A lentidão do "Poemanto" (e o fato da sua fatura se dar no palco tornado uma espécie de terreiro, entre outras coisas) revela ser esta, sim, uma peça crítica, "(...) um modo de contestação/ das velocidades". Numa obra que transita entre técnicas diversas (das mais antigas, como a fala e a escrita, até as técnicas digitais e cibernéticas), e num tempo em que a técnica deslumbra tantos poetas (que se aferram velozmente a cada uma e nova delas, acriticamente, meramente como sinal de pertencimento ao seu próprio tempo), acompanhamos, na poesia de Aleixo, a trajetória de um poeta informado por essa sutil concepção de Milton Santos, qual seja, a de que toda técnica guarda imperativos (e consequências) políticas (e é isso que de fato importa para uma obra que se pretenda crítica; aliás, o tecido, também ele uma técnica, deve ser levado em conta ao se "ler" o "Poemanto", sobretudo devido ao lugar de destaque desse material na expressão de posicionamentos e reflexões políticas na arte brasileira e latino-americana, bastando lembrar das obras de Oiticica - citado por Aleixo no seu texto -, Lygia Clark, Ana Maria Maiolino, Rosana Paulino etc.; o tecido, lembre-se, está muito próximo da bandeira). 

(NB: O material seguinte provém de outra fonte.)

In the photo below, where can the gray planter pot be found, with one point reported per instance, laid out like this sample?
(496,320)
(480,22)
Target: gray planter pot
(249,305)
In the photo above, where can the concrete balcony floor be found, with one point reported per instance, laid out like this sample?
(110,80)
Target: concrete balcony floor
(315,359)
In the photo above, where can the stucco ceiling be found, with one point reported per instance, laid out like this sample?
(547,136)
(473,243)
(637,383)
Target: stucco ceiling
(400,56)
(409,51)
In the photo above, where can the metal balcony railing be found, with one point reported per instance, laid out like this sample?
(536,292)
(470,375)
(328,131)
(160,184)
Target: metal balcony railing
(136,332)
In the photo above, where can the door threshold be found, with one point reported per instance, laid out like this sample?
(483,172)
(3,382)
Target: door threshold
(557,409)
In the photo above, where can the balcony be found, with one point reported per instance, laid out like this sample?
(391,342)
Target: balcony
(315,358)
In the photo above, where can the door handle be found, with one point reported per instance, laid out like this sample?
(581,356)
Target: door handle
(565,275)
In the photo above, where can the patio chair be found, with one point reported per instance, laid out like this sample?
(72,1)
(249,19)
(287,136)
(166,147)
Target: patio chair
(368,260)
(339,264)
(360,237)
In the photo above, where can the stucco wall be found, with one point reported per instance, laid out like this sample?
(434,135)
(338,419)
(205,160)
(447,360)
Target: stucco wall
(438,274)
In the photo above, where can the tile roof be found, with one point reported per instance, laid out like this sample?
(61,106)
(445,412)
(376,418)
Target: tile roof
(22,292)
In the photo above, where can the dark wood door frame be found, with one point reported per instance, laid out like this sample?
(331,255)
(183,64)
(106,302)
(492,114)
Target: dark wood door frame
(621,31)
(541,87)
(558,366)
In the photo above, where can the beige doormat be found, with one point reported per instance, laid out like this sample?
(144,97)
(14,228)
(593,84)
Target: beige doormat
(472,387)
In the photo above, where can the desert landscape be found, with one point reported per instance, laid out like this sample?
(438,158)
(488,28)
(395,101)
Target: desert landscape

Milton Santos, logo após o seu alerta, ainda pergunta: "Daí a emergência possível de uma pergunta de ordem prática: será mesmo impossível limitar a velocidade dos mais velozes, isto é, dos mais fortes? Ou, em todo caso, poderíamos limitar essa força dos mais fortes?" (perguntas, aliás, que ganham mais interesse diante da nova aceleração dos ricos, que agora consegue inclusive alcançar velocidade suficiente para tirá-los da Terra no rumo do espaço em foguetes, visto que o texto de Milton Santos propõe justamente uma nova concepção da Terra como "casa coletiva"). Nestes cenários de aceleração e de elogio da lentidão, qual seria, então, o lugar e o valor do tempo da poesia? Voltando ao já distante começo do post, ao relato em torno da lenta pintura de um caranguejo perfeito feita por Chuang-Tsê, cercado por seus doze criados, vale reler um trecho fundamental do "Poemanto", trecho em que Aleixo revela a colaboração, na própria obra, de cantoras e atrizes responsáveis pela escrita dos versos no manto (e são versos sobre as propriedades do poeta, a saber, seus "próprios olhos", "próprios ovos", "próprios glóbulos", "próprios lóbulos" etc.) Aqui, as relações de trabalho estabelecidas em torno da confecção de uma obra saem do âmbito da criadagem e partem para o da criação ou colaboração criativa - visto que é a partir grafia dessas mulheres que o manto inventa seus conteúdos e suas formas de leitura em movimento (num trabalho que certamente exige que o olho da operária veja algo mais sutil do que um poema, ainda que, em sua sutileza, seja algo pesado demais para a ventania).